Let’s update the regression model to only include attribution and company size.
# set factor levels
users <- users %>%
mutate(attribution = fct_relevel(attribution, "other"),
company_size = fct_relevel(company_size, "na"))
# fit model
mod <- glm(upgraded ~ attribution + company_size + business_type, family = "binomial", data = users)
# summarize model
summary(mod)
##
## Call:
## glm(formula = upgraded ~ attribution + company_size + business_type,
## family = "binomial", data = users)
##
## Deviance Residuals:
## Min 1Q Median 3Q Max
## -0.4133 -0.3582 -0.3155 -0.2337 3.1805
##
## Coefficients: (1 not defined because of singularities)
## Estimate Std.

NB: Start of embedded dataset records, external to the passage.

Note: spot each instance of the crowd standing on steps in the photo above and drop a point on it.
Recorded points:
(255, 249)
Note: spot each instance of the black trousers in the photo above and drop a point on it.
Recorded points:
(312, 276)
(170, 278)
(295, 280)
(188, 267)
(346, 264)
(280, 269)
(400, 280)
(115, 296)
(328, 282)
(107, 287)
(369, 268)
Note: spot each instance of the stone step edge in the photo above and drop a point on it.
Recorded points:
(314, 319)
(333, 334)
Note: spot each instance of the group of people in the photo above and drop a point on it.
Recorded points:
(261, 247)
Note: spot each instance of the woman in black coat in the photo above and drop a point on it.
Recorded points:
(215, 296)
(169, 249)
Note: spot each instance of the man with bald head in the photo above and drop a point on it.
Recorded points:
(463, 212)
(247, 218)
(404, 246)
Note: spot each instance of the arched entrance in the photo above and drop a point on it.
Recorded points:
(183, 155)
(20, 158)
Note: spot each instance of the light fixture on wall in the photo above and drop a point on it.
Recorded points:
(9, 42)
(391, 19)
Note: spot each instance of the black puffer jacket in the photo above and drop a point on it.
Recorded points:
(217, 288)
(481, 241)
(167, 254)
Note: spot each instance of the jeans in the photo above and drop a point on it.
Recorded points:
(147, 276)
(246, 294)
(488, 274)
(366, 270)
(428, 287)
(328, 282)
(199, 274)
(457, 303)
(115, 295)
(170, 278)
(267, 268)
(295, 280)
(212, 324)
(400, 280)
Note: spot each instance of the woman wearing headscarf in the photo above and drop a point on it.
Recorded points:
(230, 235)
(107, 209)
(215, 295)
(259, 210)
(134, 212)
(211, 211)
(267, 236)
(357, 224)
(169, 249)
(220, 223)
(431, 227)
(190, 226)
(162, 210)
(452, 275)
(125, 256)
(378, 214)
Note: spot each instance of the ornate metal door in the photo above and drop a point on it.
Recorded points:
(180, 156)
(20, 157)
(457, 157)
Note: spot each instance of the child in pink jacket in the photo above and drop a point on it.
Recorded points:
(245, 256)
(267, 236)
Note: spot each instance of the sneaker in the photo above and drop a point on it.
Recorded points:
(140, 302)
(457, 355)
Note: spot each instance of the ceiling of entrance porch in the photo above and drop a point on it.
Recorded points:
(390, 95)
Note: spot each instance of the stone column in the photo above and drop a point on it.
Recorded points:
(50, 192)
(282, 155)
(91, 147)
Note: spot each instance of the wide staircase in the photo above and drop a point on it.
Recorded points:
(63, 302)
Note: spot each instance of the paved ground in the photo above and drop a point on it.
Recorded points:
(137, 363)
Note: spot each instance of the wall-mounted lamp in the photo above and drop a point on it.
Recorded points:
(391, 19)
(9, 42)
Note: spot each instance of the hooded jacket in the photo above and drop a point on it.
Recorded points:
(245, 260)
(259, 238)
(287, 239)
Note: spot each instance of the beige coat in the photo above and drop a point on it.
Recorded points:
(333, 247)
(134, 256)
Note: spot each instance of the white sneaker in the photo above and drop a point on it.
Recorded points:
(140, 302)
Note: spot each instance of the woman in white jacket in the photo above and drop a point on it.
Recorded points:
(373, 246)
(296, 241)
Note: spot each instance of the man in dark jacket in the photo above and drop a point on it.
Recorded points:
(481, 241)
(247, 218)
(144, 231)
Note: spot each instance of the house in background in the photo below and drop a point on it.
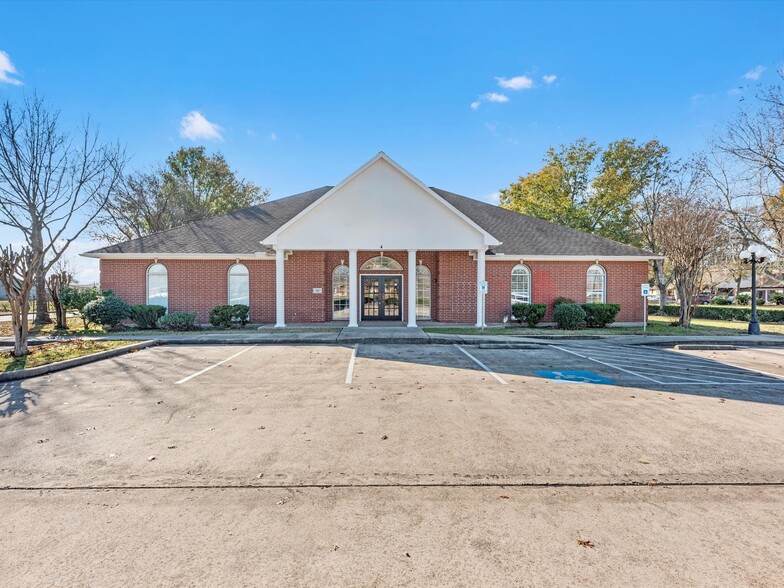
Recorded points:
(379, 246)
(767, 284)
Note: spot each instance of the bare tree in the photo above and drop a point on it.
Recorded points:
(58, 279)
(655, 176)
(690, 232)
(17, 272)
(139, 206)
(52, 184)
(746, 164)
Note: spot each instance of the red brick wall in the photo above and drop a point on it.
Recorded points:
(194, 285)
(552, 279)
(456, 286)
(200, 285)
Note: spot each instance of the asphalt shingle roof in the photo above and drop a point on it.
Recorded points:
(240, 232)
(521, 234)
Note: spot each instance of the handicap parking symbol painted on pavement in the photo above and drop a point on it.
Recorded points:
(573, 377)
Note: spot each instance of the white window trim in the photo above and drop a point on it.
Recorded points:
(147, 283)
(429, 316)
(332, 291)
(530, 282)
(381, 269)
(604, 283)
(228, 282)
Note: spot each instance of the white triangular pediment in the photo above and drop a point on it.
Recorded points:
(380, 206)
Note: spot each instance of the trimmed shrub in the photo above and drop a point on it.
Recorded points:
(77, 298)
(726, 313)
(598, 316)
(569, 316)
(562, 300)
(225, 316)
(107, 311)
(220, 316)
(146, 315)
(530, 314)
(177, 321)
(240, 314)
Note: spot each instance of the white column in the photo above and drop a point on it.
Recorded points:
(352, 288)
(480, 277)
(280, 290)
(412, 287)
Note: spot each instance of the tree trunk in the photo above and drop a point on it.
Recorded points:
(41, 299)
(686, 291)
(19, 312)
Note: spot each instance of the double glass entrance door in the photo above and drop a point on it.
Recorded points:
(381, 298)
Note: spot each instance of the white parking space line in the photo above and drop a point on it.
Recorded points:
(639, 375)
(483, 366)
(671, 368)
(213, 366)
(351, 362)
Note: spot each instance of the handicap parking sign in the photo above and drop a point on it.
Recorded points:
(573, 377)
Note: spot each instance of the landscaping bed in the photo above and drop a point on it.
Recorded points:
(48, 353)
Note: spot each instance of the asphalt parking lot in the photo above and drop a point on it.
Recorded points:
(422, 464)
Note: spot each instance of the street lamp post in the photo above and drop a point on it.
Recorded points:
(753, 255)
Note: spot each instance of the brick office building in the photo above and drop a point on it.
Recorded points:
(378, 246)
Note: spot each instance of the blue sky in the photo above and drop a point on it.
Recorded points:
(466, 96)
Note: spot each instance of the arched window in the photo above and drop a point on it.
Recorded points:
(158, 285)
(340, 293)
(521, 284)
(239, 285)
(595, 285)
(381, 262)
(423, 293)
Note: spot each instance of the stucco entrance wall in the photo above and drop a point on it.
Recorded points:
(198, 285)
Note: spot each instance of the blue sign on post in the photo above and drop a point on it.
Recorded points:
(573, 377)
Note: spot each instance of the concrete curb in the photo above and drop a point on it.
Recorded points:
(77, 361)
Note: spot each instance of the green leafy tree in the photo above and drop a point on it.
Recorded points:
(203, 186)
(588, 188)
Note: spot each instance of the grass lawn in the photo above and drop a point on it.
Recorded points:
(75, 328)
(51, 352)
(657, 325)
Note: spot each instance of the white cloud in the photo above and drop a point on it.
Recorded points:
(194, 126)
(755, 73)
(7, 69)
(495, 97)
(516, 83)
(489, 97)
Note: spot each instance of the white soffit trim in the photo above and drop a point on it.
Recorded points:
(488, 238)
(516, 257)
(178, 255)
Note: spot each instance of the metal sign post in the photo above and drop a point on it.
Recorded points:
(483, 291)
(645, 290)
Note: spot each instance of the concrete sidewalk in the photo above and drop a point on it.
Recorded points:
(413, 336)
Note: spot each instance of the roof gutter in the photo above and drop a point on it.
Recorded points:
(523, 256)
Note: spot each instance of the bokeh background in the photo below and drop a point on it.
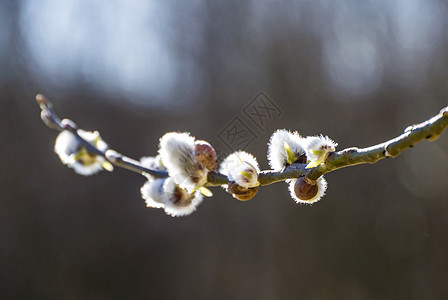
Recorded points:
(358, 71)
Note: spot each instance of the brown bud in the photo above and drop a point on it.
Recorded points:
(305, 189)
(205, 154)
(241, 193)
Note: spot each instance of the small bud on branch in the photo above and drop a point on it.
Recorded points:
(185, 166)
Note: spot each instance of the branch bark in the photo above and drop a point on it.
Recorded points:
(428, 130)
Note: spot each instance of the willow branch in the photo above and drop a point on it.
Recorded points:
(49, 117)
(428, 130)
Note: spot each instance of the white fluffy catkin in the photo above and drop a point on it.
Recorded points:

Error z value Pr(>|z|)
## (Intercept) -3.48235 0.11707 -29.745 < 2e-16 ***
## attribution- -6.61666 72.46303 -0.091 0.927246
## attributionacquiantance 0.03809 0.05313 0.717 0.473485
## attributionadvertisement -0.20104 0.11950 -1.682 0.092505 .
## attributionblog -0.48875 0.08684 -5.628 1.82e-08 ***
## attributionsearch -0.21104 0.05517 -3.825 0.000131 ***
## attributionsocial-media -0.57997 0.08352 -6.944 3.82e-12 ***
## company_size5-to-50 0.98004 0.07812 12.545 < 2e-16 ***
## company_size51-to-500 0.93706 0.09927 9.439 < 2e-16 ***
## company_sizeless-than-5 0.83452 0.07320 11.400 < 2e-16 ***
## company_sizemore-than-500 0.53306 0.14894 3.579 0.000345 ***
## business_typeagency 0.01549 0.09263 0.167 0.867167
## business_typenone -0.10456 0.09319 -1.122 0.261859
## business_typeonline-store -0.15675 0.09722 -1.612 0.106883
## business_typepersonal -0.98895 0.12727 -7.770 7.82e-15 ***
## business_typephysical-store 0.04707 0.10307 0.457 0.647926
## business_typepublisher -0.28993 0.10171 -2.850 0.004365 **
## business_typesaas NA NA NA NA
## ---
## Signif. codes: 0 '***' 0.001 '**' 0.01 '*' 0.05 '.' 0.1 ' ' 1
##
## (Dispersion parameter for binomial family taken to be 1)
##
## Null deviance: 26883 on 71479 degrees of freedom
## Residual deviance: 26132 on 71463 degrees of freedom
## (2950 observations deleted due to missingness)
## AIC: 26166
##
## Number of Fisher Scoring iterations: 8
Now let’s quickly evaluate the model. Unlike linear regression with ordinary least squares estimation, there is no R2 statistic which explains the proportion of variance in the dependent variable that is explained by the predictors. However, there are a number of pseudo R2 metrics that could be of value. Most notable is McFadden’s R2, which is defined as 1−[ln(LM)/ln(L0)]
where ln(LM)
is the log likelihood value for the fitted model and ln(L0)
is the log likelihood for the null model with only an intercept as a predictor. The measure ranges from 0 to just under 1, with values closer to zero indicating that the model has no predictive power.
library(pscl)
pR2(mod)
## fitting null model for pseudo-r2
## llh llhNull G2 McFadden r2ML
## -1.306582e+04 -1.344132e+04 7.510037e+02 2.793637e-02 1.045149e-02
## r2CU
## 3.334266e-02
McFadded is very low, around 0.028, indicating that this model has very little predictive power.